Methods: We conducted the National Emergency Department Safety Study in 62 urban EDs across 20 US states. We reviewed 9,821 medical records of ED patients with one of 3 conditions (myocardial infarction, asthma exacerbation, and joint dislocation) to evaluate medical errors. We also obtained surveys from 3,562 staff randomly selected from each ED; survey data were used to calculate average safety climate scores for each ED.

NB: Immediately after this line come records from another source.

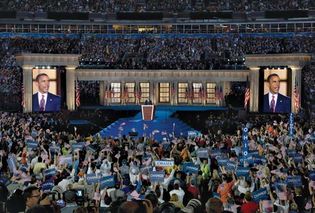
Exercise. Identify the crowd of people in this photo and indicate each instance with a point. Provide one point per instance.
(113, 6)
(45, 166)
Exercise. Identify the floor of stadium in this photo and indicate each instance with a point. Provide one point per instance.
(162, 127)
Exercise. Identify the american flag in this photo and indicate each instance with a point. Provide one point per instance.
(296, 97)
(23, 100)
(246, 97)
(77, 94)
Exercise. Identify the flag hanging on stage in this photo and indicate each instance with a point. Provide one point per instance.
(296, 96)
(77, 94)
(247, 94)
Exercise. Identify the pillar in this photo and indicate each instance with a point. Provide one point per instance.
(102, 92)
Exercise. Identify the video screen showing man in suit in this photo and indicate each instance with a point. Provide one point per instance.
(44, 101)
(275, 102)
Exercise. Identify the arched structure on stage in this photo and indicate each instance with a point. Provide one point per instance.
(173, 87)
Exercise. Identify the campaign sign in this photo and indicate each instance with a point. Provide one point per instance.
(222, 161)
(107, 181)
(231, 166)
(202, 153)
(242, 171)
(254, 154)
(76, 146)
(164, 163)
(295, 181)
(66, 160)
(47, 186)
(157, 176)
(54, 149)
(50, 172)
(92, 179)
(259, 160)
(260, 194)
(192, 134)
(298, 158)
(215, 153)
(291, 152)
(31, 144)
(192, 169)
(312, 175)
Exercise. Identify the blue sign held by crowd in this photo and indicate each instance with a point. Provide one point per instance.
(157, 176)
(31, 144)
(242, 171)
(92, 179)
(295, 181)
(260, 194)
(107, 181)
(312, 175)
(47, 186)
(50, 172)
(203, 153)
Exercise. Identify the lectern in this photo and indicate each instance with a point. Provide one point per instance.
(147, 112)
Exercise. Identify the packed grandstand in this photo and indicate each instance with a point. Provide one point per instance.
(49, 163)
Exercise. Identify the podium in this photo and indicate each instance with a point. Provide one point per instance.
(147, 112)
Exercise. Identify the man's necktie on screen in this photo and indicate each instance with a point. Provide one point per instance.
(272, 104)
(42, 104)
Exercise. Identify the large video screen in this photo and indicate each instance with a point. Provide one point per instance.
(46, 91)
(276, 91)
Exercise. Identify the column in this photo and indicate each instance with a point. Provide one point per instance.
(70, 87)
(28, 87)
(254, 89)
(102, 92)
(295, 82)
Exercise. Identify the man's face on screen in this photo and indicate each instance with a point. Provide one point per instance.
(274, 84)
(43, 84)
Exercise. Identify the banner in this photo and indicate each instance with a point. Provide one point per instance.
(50, 172)
(54, 149)
(298, 158)
(107, 181)
(164, 163)
(231, 166)
(242, 171)
(222, 161)
(312, 175)
(295, 181)
(31, 144)
(76, 146)
(157, 176)
(190, 167)
(47, 186)
(65, 160)
(291, 124)
(216, 153)
(260, 194)
(92, 179)
(245, 142)
(203, 153)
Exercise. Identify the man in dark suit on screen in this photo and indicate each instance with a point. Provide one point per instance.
(273, 100)
(43, 101)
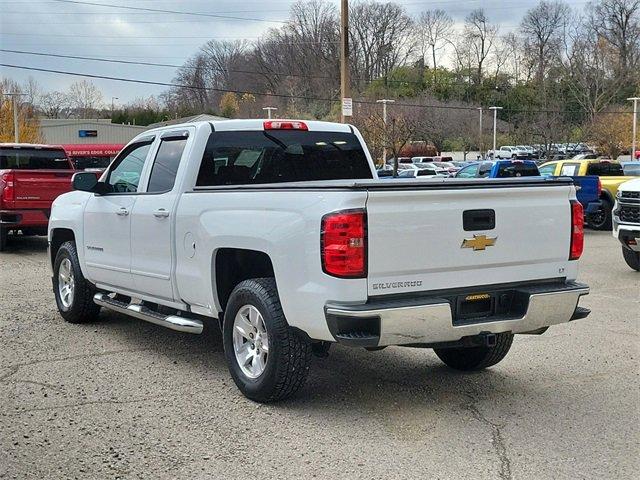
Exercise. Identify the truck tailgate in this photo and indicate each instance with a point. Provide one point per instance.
(37, 189)
(416, 236)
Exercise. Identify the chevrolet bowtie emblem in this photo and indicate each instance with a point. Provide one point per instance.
(479, 242)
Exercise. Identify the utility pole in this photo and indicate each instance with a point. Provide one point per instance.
(14, 107)
(635, 125)
(345, 91)
(384, 102)
(480, 132)
(269, 110)
(112, 99)
(495, 121)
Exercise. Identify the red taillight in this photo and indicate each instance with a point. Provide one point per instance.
(577, 230)
(7, 184)
(285, 125)
(343, 244)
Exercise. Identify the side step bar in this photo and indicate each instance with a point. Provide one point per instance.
(173, 322)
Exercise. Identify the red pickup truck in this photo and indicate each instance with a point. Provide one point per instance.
(31, 177)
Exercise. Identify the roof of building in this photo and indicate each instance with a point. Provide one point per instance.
(203, 117)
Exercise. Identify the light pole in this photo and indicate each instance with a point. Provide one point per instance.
(635, 125)
(384, 102)
(112, 99)
(480, 132)
(14, 107)
(269, 110)
(495, 121)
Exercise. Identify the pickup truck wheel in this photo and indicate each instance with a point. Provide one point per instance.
(632, 258)
(268, 360)
(476, 358)
(4, 233)
(602, 218)
(74, 294)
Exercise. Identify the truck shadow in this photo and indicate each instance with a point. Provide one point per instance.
(21, 244)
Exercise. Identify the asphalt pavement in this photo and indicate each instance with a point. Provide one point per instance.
(120, 398)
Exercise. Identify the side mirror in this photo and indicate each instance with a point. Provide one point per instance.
(88, 182)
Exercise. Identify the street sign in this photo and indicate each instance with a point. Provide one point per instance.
(347, 107)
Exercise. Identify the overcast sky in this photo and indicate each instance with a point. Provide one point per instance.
(49, 26)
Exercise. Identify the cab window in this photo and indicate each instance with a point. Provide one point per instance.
(125, 175)
(468, 172)
(547, 170)
(165, 166)
(570, 169)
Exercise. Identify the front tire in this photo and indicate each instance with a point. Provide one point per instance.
(602, 218)
(74, 294)
(476, 358)
(632, 258)
(267, 359)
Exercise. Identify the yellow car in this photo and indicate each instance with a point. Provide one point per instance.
(611, 177)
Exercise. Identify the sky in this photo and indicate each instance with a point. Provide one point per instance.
(81, 29)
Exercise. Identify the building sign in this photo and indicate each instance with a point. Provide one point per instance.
(347, 107)
(87, 133)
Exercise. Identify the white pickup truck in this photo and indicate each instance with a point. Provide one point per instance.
(626, 222)
(280, 232)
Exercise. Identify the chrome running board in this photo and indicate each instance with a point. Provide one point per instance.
(173, 322)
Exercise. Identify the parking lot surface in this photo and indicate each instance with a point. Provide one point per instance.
(120, 398)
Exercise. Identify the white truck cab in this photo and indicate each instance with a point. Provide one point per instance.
(280, 233)
(626, 222)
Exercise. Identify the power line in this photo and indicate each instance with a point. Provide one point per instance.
(174, 12)
(279, 95)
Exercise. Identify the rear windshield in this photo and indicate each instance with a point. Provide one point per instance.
(276, 156)
(83, 163)
(514, 169)
(605, 169)
(33, 159)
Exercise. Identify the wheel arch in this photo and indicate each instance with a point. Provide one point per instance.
(234, 265)
(58, 237)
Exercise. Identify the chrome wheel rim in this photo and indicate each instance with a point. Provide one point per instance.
(66, 283)
(250, 341)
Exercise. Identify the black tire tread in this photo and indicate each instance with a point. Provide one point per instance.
(295, 359)
(86, 310)
(632, 258)
(476, 358)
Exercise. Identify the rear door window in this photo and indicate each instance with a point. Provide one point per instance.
(276, 156)
(33, 159)
(605, 169)
(125, 174)
(517, 169)
(165, 167)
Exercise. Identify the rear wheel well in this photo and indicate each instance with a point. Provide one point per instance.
(234, 265)
(59, 236)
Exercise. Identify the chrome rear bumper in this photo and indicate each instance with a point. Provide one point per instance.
(430, 320)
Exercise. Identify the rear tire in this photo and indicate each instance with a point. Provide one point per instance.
(632, 258)
(74, 294)
(476, 358)
(253, 315)
(602, 218)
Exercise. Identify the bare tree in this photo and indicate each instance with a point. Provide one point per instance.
(85, 98)
(618, 22)
(381, 36)
(480, 36)
(434, 29)
(54, 104)
(543, 27)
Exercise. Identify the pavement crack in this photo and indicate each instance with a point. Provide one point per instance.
(496, 439)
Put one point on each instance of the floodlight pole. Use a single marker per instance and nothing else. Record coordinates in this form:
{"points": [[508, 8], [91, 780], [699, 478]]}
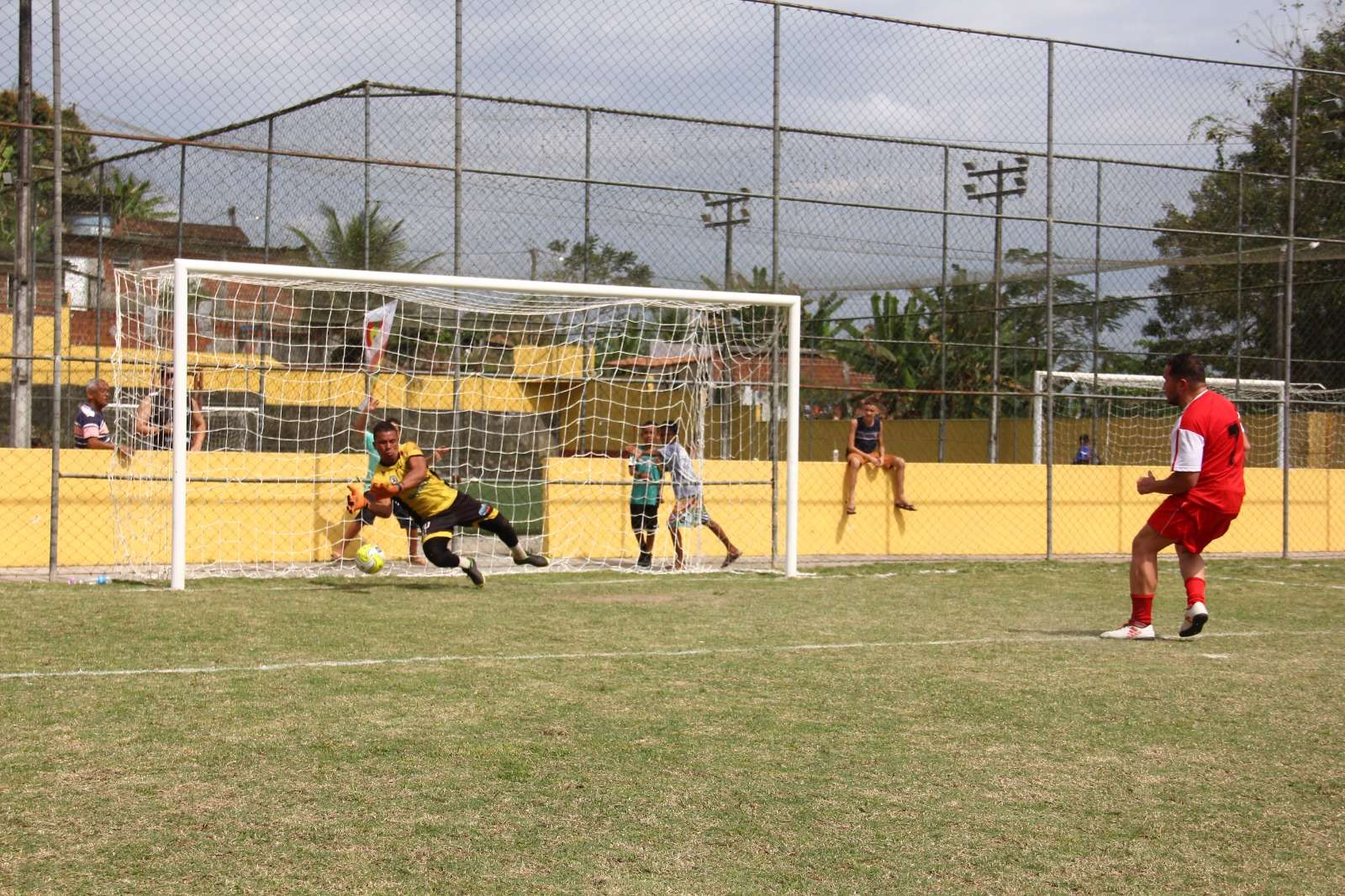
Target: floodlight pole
{"points": [[728, 224], [999, 194], [24, 287]]}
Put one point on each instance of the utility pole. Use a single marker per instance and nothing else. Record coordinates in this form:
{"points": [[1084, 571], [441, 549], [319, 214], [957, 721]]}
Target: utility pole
{"points": [[24, 276], [728, 224], [974, 190]]}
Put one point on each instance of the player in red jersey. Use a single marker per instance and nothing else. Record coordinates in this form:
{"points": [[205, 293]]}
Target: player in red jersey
{"points": [[1204, 494]]}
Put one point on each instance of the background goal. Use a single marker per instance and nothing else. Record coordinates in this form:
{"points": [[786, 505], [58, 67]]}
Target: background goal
{"points": [[1127, 419]]}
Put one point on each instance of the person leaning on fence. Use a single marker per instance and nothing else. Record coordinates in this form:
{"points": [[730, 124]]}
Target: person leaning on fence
{"points": [[154, 416], [91, 428], [867, 448], [1084, 454]]}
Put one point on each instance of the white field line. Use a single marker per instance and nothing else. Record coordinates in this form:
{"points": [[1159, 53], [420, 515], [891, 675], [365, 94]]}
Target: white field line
{"points": [[1284, 584], [602, 654]]}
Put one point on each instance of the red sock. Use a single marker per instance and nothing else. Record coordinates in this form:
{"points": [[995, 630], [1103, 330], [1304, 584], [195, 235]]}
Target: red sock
{"points": [[1195, 591], [1141, 609]]}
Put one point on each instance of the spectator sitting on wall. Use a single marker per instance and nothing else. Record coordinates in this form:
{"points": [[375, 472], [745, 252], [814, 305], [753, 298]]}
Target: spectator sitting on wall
{"points": [[91, 428], [154, 417], [1084, 454]]}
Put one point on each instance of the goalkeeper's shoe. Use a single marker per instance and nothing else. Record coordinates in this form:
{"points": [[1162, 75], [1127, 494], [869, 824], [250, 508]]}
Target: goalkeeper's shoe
{"points": [[1196, 619], [472, 571], [1130, 631]]}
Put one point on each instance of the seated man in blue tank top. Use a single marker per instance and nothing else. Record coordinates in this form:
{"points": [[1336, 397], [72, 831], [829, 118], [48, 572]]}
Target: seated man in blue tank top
{"points": [[867, 448]]}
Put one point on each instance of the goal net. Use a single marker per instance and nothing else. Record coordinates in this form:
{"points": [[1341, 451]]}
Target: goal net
{"points": [[251, 393], [1129, 421]]}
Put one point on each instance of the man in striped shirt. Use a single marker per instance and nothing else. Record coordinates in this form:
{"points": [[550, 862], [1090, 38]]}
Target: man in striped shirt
{"points": [[689, 512], [91, 430]]}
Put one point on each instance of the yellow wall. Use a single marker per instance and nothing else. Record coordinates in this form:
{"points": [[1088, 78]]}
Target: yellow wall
{"points": [[965, 509]]}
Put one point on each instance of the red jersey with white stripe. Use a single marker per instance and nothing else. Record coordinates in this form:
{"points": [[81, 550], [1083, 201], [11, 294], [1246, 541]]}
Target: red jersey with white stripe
{"points": [[1208, 437]]}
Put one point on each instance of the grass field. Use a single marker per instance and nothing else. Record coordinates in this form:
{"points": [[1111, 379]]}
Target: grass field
{"points": [[911, 728]]}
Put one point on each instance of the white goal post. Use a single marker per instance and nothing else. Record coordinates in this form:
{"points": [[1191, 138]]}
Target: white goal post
{"points": [[1134, 389], [443, 289]]}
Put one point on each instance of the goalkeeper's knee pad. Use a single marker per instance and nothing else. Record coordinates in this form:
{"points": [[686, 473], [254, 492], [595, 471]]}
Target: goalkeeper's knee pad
{"points": [[501, 528], [440, 552]]}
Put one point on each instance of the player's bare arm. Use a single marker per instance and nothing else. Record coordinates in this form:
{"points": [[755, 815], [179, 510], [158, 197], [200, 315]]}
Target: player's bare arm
{"points": [[361, 421], [143, 425], [1179, 483], [380, 506], [198, 424], [416, 472]]}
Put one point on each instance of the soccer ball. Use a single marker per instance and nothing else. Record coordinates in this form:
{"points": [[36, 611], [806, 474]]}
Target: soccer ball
{"points": [[370, 559]]}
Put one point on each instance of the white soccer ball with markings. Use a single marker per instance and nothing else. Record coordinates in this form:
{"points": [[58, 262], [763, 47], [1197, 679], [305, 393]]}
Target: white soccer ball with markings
{"points": [[370, 559]]}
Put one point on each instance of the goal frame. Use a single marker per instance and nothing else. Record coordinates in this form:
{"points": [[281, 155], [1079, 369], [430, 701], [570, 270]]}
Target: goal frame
{"points": [[185, 268], [1227, 385]]}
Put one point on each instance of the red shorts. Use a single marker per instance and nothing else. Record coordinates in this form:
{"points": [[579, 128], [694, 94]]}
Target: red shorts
{"points": [[1188, 524]]}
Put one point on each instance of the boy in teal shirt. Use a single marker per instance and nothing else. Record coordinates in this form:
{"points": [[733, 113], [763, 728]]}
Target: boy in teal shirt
{"points": [[646, 485]]}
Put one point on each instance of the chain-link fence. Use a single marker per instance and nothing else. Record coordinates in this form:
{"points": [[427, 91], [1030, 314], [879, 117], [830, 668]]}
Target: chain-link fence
{"points": [[959, 210]]}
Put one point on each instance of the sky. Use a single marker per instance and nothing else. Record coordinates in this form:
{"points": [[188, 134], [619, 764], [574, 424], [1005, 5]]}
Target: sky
{"points": [[1201, 29], [703, 58]]}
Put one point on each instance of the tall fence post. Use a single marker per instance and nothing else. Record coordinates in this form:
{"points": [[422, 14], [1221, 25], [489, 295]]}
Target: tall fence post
{"points": [[98, 282], [271, 168], [943, 318], [1237, 287], [58, 277], [182, 199], [456, 351], [773, 425], [24, 271], [367, 182], [1289, 314], [1051, 293], [1096, 320]]}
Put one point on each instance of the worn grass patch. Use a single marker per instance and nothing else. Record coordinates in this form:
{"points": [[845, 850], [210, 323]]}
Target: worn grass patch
{"points": [[878, 730]]}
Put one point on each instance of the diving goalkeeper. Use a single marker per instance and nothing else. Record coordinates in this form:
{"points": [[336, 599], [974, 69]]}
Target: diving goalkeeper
{"points": [[404, 474]]}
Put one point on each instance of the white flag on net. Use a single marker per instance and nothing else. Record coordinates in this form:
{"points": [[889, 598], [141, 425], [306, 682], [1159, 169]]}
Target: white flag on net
{"points": [[378, 327]]}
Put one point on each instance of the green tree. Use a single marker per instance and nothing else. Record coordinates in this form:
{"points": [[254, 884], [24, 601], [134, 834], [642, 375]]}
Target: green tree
{"points": [[77, 152], [596, 261], [1217, 308], [129, 197], [901, 338], [342, 244]]}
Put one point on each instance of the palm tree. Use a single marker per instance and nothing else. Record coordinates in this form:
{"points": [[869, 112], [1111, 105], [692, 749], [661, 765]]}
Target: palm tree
{"points": [[129, 197], [343, 245]]}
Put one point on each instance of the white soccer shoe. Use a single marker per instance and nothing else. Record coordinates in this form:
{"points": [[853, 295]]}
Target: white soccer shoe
{"points": [[1130, 633], [1196, 619]]}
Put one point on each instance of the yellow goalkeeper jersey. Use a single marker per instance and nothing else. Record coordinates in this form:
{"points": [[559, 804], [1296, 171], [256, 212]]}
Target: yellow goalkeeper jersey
{"points": [[432, 497]]}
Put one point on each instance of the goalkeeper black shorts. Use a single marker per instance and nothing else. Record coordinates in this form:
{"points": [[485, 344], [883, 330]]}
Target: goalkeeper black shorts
{"points": [[464, 512]]}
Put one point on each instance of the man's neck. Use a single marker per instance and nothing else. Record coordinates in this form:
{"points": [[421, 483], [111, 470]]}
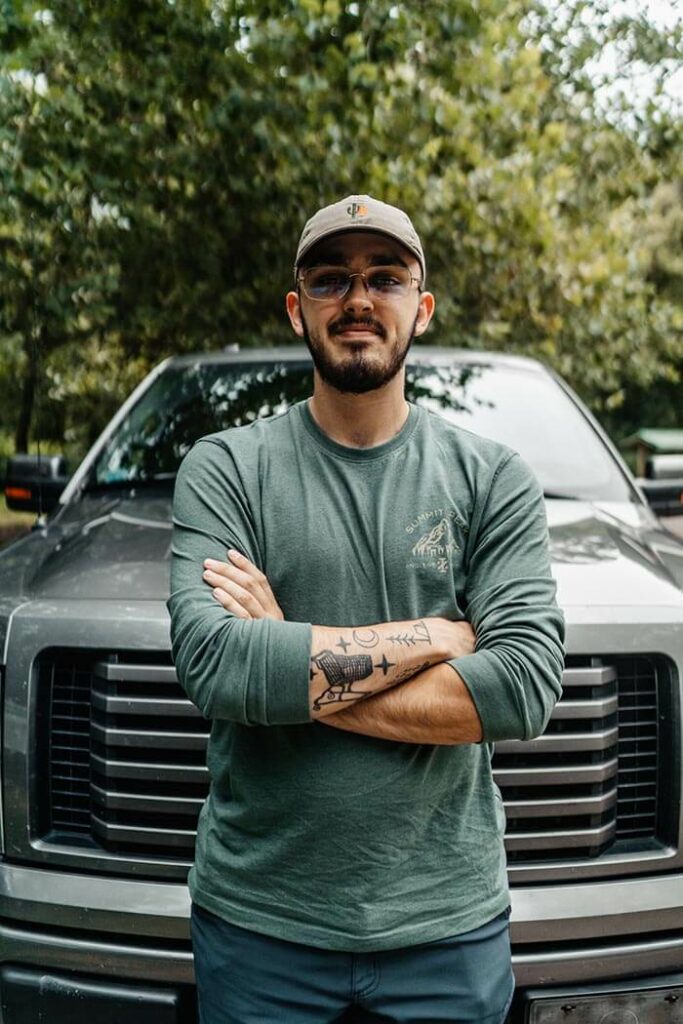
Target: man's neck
{"points": [[359, 420]]}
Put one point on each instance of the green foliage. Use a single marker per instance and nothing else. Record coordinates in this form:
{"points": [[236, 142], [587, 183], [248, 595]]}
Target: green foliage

Results: We identified 402 adverse events (incidence rate 4.1 per 100 patient visits; 95% confidence interval [CI] 3.7 to 4.5) and 532 near misses (incidence rate 5.4 per 100 patient visits; 95% CI 5.0 to 5.9). We judged 37% of the adverse events, and all of the near misses, to be preventable (errors); 33% of the near misses were intercepted. In multivariable models, better ED safety climate was not associated with fewer preventable adverse events (incidence rate ratio per 0.2-point increase in ED safety score 0.82; 95% CI 0.57 to 1.16) but was associated with more intercepted near misses (incidence rate ratio 1.79; 95% CI 1.06 to 3.03). We found no association between safety climate and violations of national treatment guidelines.
Conclusion: Among the 3 ED conditions studied, medical errors are relatively common, and one third of adverse events are preventable. Improved ED safety climate may increase the likelihood that near misses are intercepted.